I hadn’t been settled in long when Mario returned to tell me that his girlfriend and her mother had arrived and that they were all going to take a ride to see some “interesting houses” on the mountain if I wanted to join. I guess there are benefits to being the only guest. I soon discovered that the two women were actually French, from Paris, and had grown up in the 15th arrondissement/rue Cambronne area, which is exactly where I’m going to be living this summer. As they said, “C’est un petit monde.”
looking down from Monte Ortobene
goat cheese farm in a cave
The first place Mario took us was a little further up Monte Ortobene, and was a small goat cheese farm. What made it remarkable was that it was based out of a rock. A cave had been carved, over the course of thousands of years, into the giant toadstool-shaped rock on the mountain, and a local family had decided to set up their small farm around it. The rock was now outfitted with a little door, and inside was a simple fridge, table, and some beds, along with racks of cooling cheese. I felt a little bit like I was in The Hobbit as I ducked the rocky ceiling to step inside the small abode. Around back there were the goats, who roamed free on the mountains by day and returned at night to sleep and be milked. A small pony ran to the fence to say hi as we walked by. As we tasted the local red wine (apparently many families here have their own tiny vineyards so they can make their own table wine) Mario talked to the men who ran the farm in Sard, the local language, a non-romance language, that is not related to Italian. As we were leaving, Mario explained that since the farm is based around a rock, it doesn’t really exist in the eyes of the local government, so the family doesn’t really own it, or have to pay any taxes.

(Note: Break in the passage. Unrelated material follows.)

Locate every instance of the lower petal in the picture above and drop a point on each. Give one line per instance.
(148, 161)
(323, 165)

Not much further up the hill, we stopped at an agriturismo, another family farm that hosts gatherings, food tastings, and campers at times, and were greeted by a 900-year-old tree (or so the plaque said). The owner took us into his “rock kitchen,” where ancient looking hams were aging and dusty bottles of wine lined the walls. Here we got to try to the local white, sweet wine and as my eyes adjusted to the dim light, I could see the many traditional Sardinian carnevale masks that were hanging on the walls.
Nuoro is reputed to be the “cultural capital” of Sardinia, and it certainly seems to be true. The next day I went to an archeological museum and an ethnographic museum (where I saw many more carnevale masks), and as he said goodbye Mario encouraged me to return, saying that he could help me find more contacts to explore the island, which he described as “a little continent,” in the future.